Gastrointestinal cancers account for a large portion of cancer-related death worldwide, including Korea. Among them, gastric cancer is still one of the most common leading causes of death, and if it is diagnosed in advanced or metastatic stage, the overall prognosis is still poor even though there has been rapid progress for therapeutic modalities of gastric cancer, including surgery or chemotherapy. Thus, there is a need to find novel therapeutic agents effective against malignant gastric disease, especially for advanced or metastatic cancer.

Plumbagin (5-hydroxy-2-methyl-1,4-naphthoquinone) is a quinonoid constituent extracted from the roots of the medicinal plant Plumbago zeylanica L (1). The roots of Plumbago zeylanica have been used for various treatment aims in Oriental medicine fields. One promising effect of plumbagin is that it shows antitumor potential against various types of cancer. For example, an in vivo study demonstrated that plumbagin significantly inhibited the growth of azoxymethane-induced intestinal tumors in rats (2), and several in vitro studies reported that plumbagin showed anti-carcinogenic effects including cell proliferation or invasion or induced cell cycle arrest or apoptosis in breast cancer (3), melanoma (4), non-small lung cancer (5) or prostate cancer cells (6).

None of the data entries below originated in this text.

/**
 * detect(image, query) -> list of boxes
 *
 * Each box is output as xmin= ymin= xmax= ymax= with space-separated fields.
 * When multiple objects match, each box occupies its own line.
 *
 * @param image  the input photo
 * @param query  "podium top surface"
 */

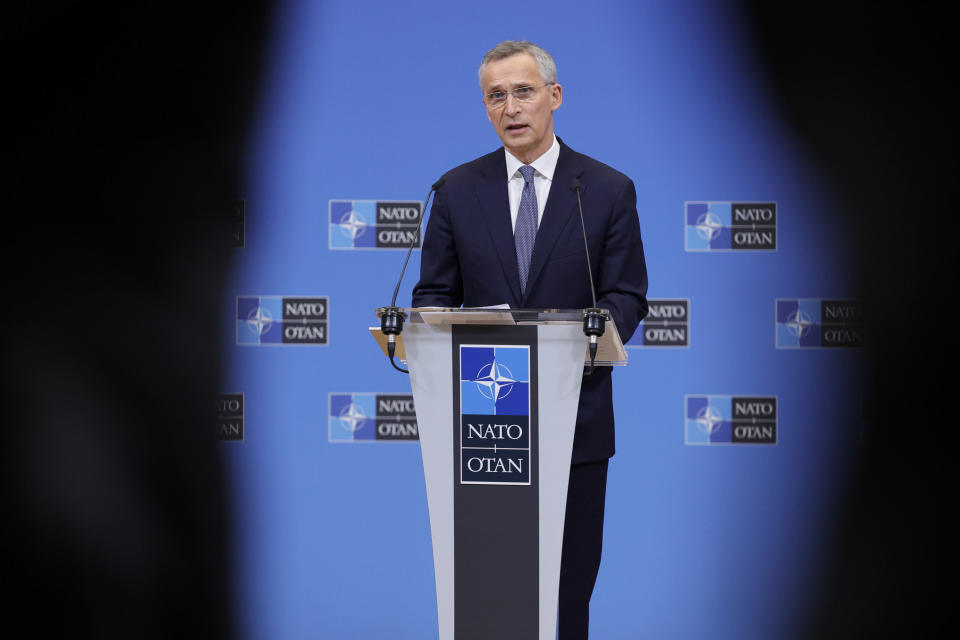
xmin=386 ymin=307 xmax=595 ymax=323
xmin=371 ymin=307 xmax=628 ymax=366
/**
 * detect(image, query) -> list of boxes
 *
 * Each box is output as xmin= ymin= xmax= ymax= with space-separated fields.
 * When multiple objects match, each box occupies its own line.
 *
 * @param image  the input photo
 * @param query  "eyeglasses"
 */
xmin=483 ymin=83 xmax=554 ymax=108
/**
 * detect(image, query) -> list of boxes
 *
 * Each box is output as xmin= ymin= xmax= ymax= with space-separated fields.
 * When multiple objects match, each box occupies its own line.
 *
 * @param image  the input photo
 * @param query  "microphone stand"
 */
xmin=572 ymin=178 xmax=606 ymax=375
xmin=377 ymin=177 xmax=444 ymax=374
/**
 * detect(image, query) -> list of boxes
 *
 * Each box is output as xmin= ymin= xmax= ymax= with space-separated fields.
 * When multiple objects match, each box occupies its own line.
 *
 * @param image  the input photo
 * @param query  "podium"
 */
xmin=372 ymin=308 xmax=626 ymax=640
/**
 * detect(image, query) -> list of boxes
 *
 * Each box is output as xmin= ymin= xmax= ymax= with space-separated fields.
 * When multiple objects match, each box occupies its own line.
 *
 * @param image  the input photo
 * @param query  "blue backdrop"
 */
xmin=224 ymin=1 xmax=863 ymax=637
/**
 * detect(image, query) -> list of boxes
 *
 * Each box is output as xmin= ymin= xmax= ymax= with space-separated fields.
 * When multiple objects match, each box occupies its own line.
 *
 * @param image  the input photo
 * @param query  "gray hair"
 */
xmin=478 ymin=40 xmax=557 ymax=89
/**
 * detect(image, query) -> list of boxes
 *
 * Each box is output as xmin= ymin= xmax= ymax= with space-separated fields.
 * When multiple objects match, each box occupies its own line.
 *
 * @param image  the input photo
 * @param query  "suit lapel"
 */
xmin=523 ymin=141 xmax=586 ymax=304
xmin=474 ymin=151 xmax=523 ymax=306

Several pivotal studies have clearly demonstrated the molecular mechanisms of antitumor effects of plumbagin in various types of cancer cells. Hafeez et al reported that plumbagin inhibited constitutive expression of epidermal growth factor receptor (EGFR), phosphorylation and DNA binding activity of signal transducer and activator of transcription 3 (STAT3) and nuclear factor-κB (NF-κB) in pancreas cancer cells (7). Manu et al showed that plumbagin has a potential blocking activity of CXC chemokine receptor 4 (CXCR4) and potential for inhibition of invasion and migration in breast and gastric cancer cells (8). A recent in vitro study investigated the underlying mechanism of plumbagin in gastric cancer cells, and demonstrated that plumbagin inhibited NF-κB p65 nuclear translocation and phosphorylation of p65, IκBα and IκBα kinase (IKKα), and downregulated NF-κB-related gene products, such as inhibitor of apoptosis 1 (IAP1), X-linked inhibitor of apoptosis (XIAP), B-cell lymphoma-2 (Bcl-2), Bcl-xL and vascular endothelial growth factor (VEGF) (9). Another well-designed in vitro study showed that plumbagin suppresses STAT3 activation pathway through induction of SH2-containing protein tyrosine phosphatase 1 (SHP1), a non-receptor type protein tyrosine phosphatase (PTPase), in multiple myeloma cells (10). However, impact of plumbagin on STAT3 signaling pathway in gastric carcinogenesis has not been reported yet.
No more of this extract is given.